Drug-resistant bacteria have dominated news headlines and the attention of public health experts, but a study by experts at the Johns Hopkins Children’s Center and the Duke Clinical Research Institute shows that nonresistant bacterial infections occur far more often and can take just as great a toll on newborns as their drug-resistant cousins.
The research, described in the Oct. 19 edition of JAMA Pediatrics, found that nonresistant forms of the common Staphylococcus aureus bacterium affect more than twice as many babies as antibiotic-resistant strains and have just as high a mortality rate.
The results, the researchers say, sharply contradict well-established findings among adults in whom drug-resistant infections cause death at a much greater rate than nonresistant forms. Scientists suspect the discrepancy may stem from differences between young and old immune systems, among other factors.
“Just because a bug responds well to antibiotics doesn’t mean it’s any less deadly,” says senior investigator Aaron Milstone, MD, MHS, an infectious disease specialist at the Johns Hopkins Children’s Center. “If not detected and treated early, invasive bloodstream infections with garden-variety staph can wreak just as much damage on a newborn’s body as antibiotic-resistant forms.”
Experts estimate that more than 5,000 newborns in the United States develop invasive staph infections each year, which are especially prevalent in premature infants and those with compromised immune systems.
Staph infections that have developed escape mechanisms to evade treatment with first-line drug of choice methicillin are known as methicillin-resistant S. aureus (MRSA). That ability, researchers say, can overshadow the danger of the more common forms of the bacterium known as known as methicillin-susceptible S. aureus (MSSA).
According to Milstone, many U.S. neonatal intensive care units (NICUs) already screen rigorously for drug-resistant bacteria and take a set of precautions to reduce the risk of infection and transmission. However, researchers say, the new findings suggest that such protocols and measures may need to be adopted for all forms of staph, not just against those impervious to methicillin.
The findings, based on medical records from more than 3,800 infants with invasive staph infections treated at NICUs across the United States between 1997 and 2012, reveal nearly equal death rates following the invasive infections MSSA and MRSA.
Specifically, the overall death rates of infants with MSSA and MRSA infections were 10 percent and 12 percent respectively, but significantly, the researchers say, MSSA was found to cause 2.5 times as many infections as MRSA among newborns, with 2,474 babies acquiring the drug-sensitive strain, compared with 926 contracting a drug-resistant strain during the study period.

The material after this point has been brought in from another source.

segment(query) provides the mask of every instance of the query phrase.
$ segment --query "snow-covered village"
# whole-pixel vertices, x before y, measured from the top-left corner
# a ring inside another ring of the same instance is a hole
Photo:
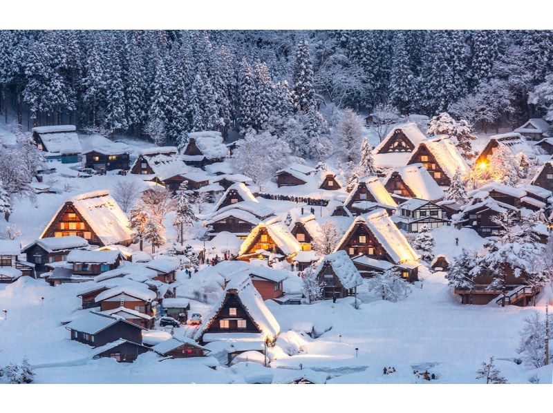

The researchers caution that invasive infections with either organism remain exceedingly rare — 0.4 percent of newborns in the study were infected with either strain.
“We have made strides toward detecting drug-resistant organisms and reducing their spread,” says study author P. Brian Smith, MD, MPH, MHS, a neonatologist at Duke University Medical Center and a researcher at the Duke Clinical Research Institute. “These findings reinforce the continued need to do everything to prevent all types of infections in the nursery.”
Victor Popoola of Johns Hopkins was co-investigator of the study. Researchers from other institutions included Brian Smith, Daniel Benjamin, Vance Fowler, Daniel Benjamin Jr. and Reese Clark.